NLP: Detecting Sarcasm in Text Data from Social Media

"Detecting Sarcasm in Text Data from Social Media." The project Developed advanced NLP models using BERT and concatenated Word2Vec embeddings to detect sarcasm in social media posts, optimizing with Optuna for enhanced performance. Demonstrated proficiency in contextual language understanding, semantic analysis, and hyperparameter tuning for accurate sarcasm classification.

Introduction

The project aims to classify tweets as sarcastic or not using state-of-the-art NLP models, including BERT, BERTweet, and ALBERT, enhanced with Word2Vec embeddings. The goal is to improve the precision and recall in sarcasm detection, providing valuable insights for applications in social media analysis and customer feedback interpretation.

Data Preprocessing

Methods and Techniques

Data Cleaning: Remove URLs, user mentions, and excessive whitespace.
Tokenization: Use BERT and Word2Vec tokenizers to prepare the text for model input.
Padding and Truncation: Ensure uniform input length for batch processing.

import pandas as pd
import re
from transformers import BertTokenizer
from torch.nn.utils.rnn import pad_sequence
import torch

# Load data
data = pd.read_csv('train_df.csv')

# Clean data
def clean_tweet(tweet):
    tweet = re.sub(r'http\S+', '', tweet)
    tweet = re.sub(r'@\w+', '', tweet)
    tweet = re.sub(r'\s+', ' ', tweet).strip()
    return tweet

data['cleaned_text'] = data['text'].apply(clean_tweet)

# Tokenization
tokenizer = BertTokenizer.from_pretrained('bert-base-uncased')
tokens = data['cleaned_text'].apply(lambda x: tokenizer.encode(x, add_special_tokens=True))

# Padding
tokens_padded = pad_sequence([torch.tensor(t) for t in tokens], batch_first=True, padding_value=tokenizer.pad_token_id)

Modeling and Training

Baseline Models

BERT: A transformer model that captures contextual relationships in text.
BERTweet: A BERT model pre-trained on English tweets.
ALBERT: A lighter version of BERT optimized for faster training.

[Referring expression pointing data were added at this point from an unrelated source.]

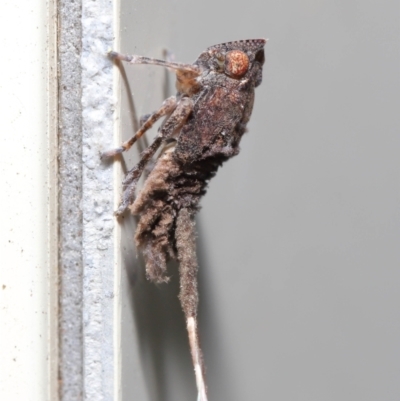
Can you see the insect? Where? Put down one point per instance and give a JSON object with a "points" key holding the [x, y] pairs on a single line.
{"points": [[202, 128]]}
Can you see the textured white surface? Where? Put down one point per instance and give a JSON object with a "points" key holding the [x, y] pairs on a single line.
{"points": [[97, 202], [27, 179]]}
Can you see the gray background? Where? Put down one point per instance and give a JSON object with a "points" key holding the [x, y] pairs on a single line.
{"points": [[299, 234]]}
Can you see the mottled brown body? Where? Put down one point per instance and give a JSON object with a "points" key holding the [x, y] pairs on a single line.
{"points": [[204, 124]]}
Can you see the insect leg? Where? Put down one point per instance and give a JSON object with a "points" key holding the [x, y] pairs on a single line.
{"points": [[134, 59], [186, 247], [167, 107], [173, 123]]}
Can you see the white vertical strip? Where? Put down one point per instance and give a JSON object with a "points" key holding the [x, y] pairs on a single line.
{"points": [[97, 201], [27, 178], [117, 228]]}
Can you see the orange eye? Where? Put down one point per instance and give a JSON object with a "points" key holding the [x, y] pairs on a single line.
{"points": [[236, 63]]}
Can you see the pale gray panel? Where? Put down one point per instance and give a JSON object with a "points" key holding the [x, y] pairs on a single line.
{"points": [[299, 234]]}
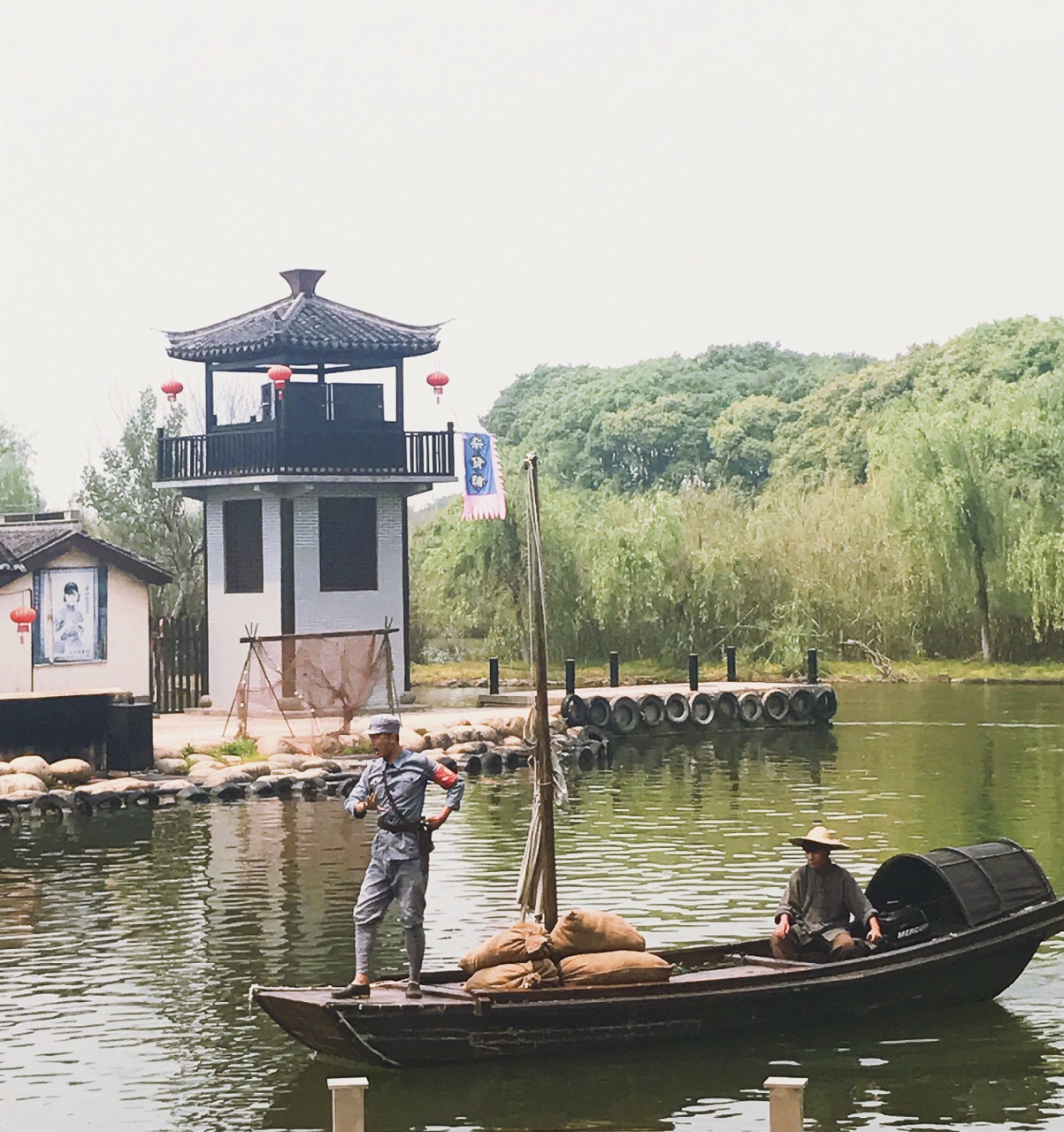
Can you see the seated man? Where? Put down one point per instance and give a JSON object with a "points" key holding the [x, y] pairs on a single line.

from transformers import BertModel, BertConfig

# Load pre-trained BERT model
bert_model = BertModel.from_pretrained('bert-base-uncased')

# Example forward pass
inputs = torch.tensor(tokens_padded[:5])
outputs = bert_model(inputs)
pooled_output = outputs[1]  # Pooled output for classification

Custom Models

Baseline + Word2Vec: Train custom Word2Vec embeddings and concatenate with BERT embeddings for enhanced feature representation.

from gensim.models import Word2Vec

# Train Word2Vec model
sentences = [tweet.split() for tweet in data['cleaned_text']]
w2v_model = Word2Vec(sentences, vector_size=300, window=5, min_count=1, workers=4)

# Get Word2Vec embeddings
def get_w2v_embeddings(tokens, w2v_model):
    return [w2v_model.wv[word] for word in tokens if word in w2v_model.wv]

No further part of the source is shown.